Configuration Template

# kubelet-cgroup-config.yaml
# Aligns kubelet with cgroup v2 and disables legacy memory accounting
apiVersion: kubelet.config.k8s.io/v1beta1
kind: KubeletConfiguration
cgroupDriver: systemd
cgroupVersion: "v2"
memorySwap: {}
featureGates:
  CgroupV2: true

# systemd-override-ecs-agent.service
[Service]
ExecStart=
ExecStart=/bin/true
Restart=no
LimitNOFILE=1024
LimitNPROC=512

# prometheus-cgroup-alerts.yaml
groups:
  - name: cgroup-leak-detection
    rules:
      - alert: HighCgroupMemoryLeak
        expr: rate(node_memory_KswapdWriteback_bytes_total[5m]) > 10485760
        for: 2m
        labels:
          severity: warning
        annotations:
          summary: "Kernel memory reclaim exceeding threshold"
          description: "Cgroup leak likely causing CPU throttling. Audit node agents."

Quick Start Guide

Detect cgroup version: Run stat -fc %T /sys/fs/cgroup on each worker node.
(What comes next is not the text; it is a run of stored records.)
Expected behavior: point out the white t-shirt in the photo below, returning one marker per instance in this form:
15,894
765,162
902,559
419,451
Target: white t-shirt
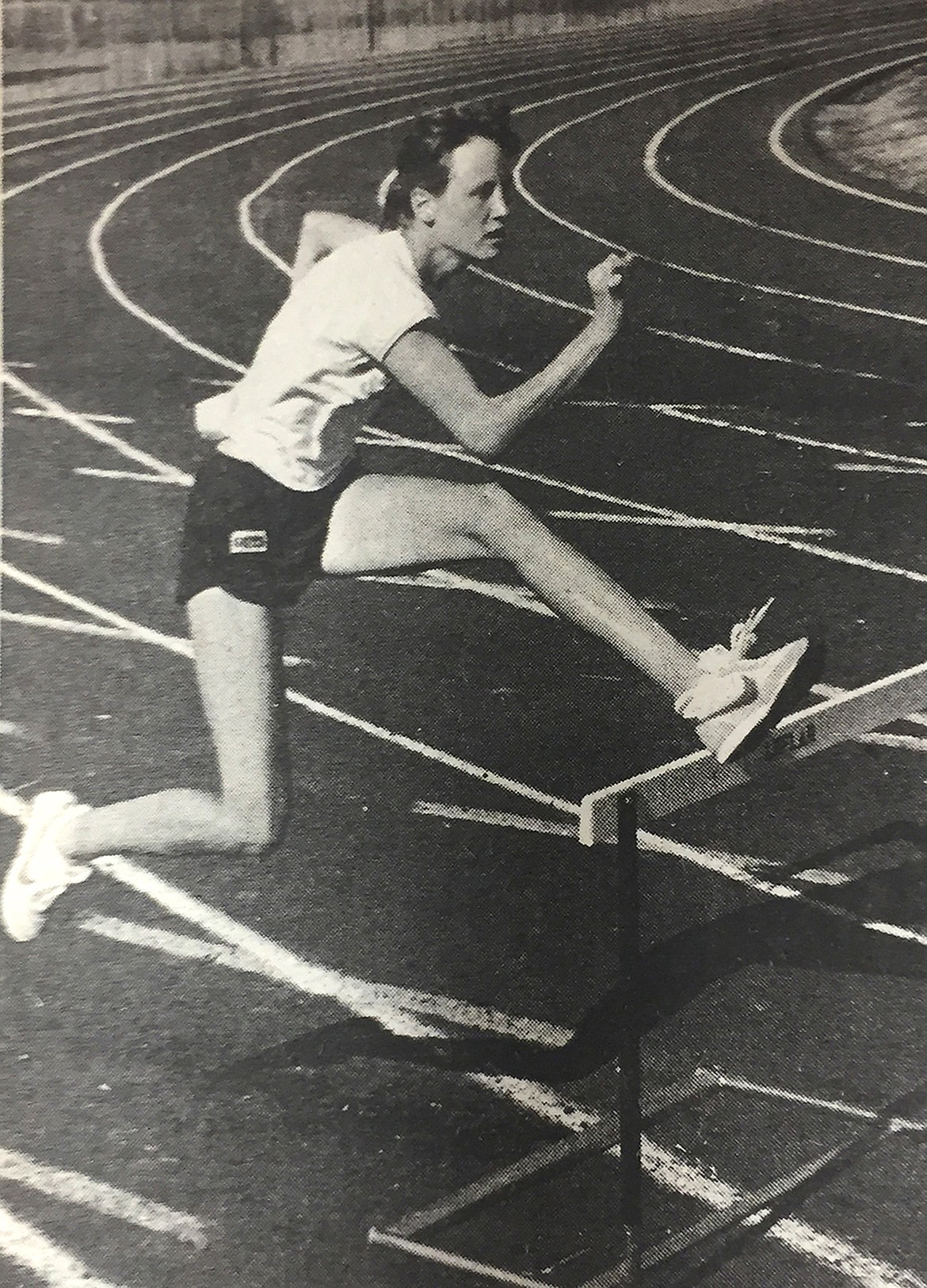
296,411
If output is tmpfs, you are on v2. If cgroup, you are on v1. Adjust diagnostic scripts accordingly.
Deploy cgroup scanner: Copy the TypeScript diagnostic utility to a monitoring pod or node agent. Execute scanCgroupEntries() and filter results where leakProbability > 0.7.
Correlate metrics: Query Prometheus for rate(node_memory_KswapdWriteback_bytes_total[5m]) and rate(container_cpu_cfs_throttled_seconds_total[5m]). If both exceed thresholds simultaneously, proceed to agent audit.
Audit and disable: Run audit_node_agents.sh on affected nodes. Identify orphaned services. Apply systemd overrides to disable them. Force cgroup cleanup with cgdelete -r /sys/fs/cgroup/memory/<orphaned_path>.
Validate: Monitor CPU throttling and memory reclaim metrics for 10 minutes. Confirm normalization. Document the agent lifecycle policy to prevent recurrence.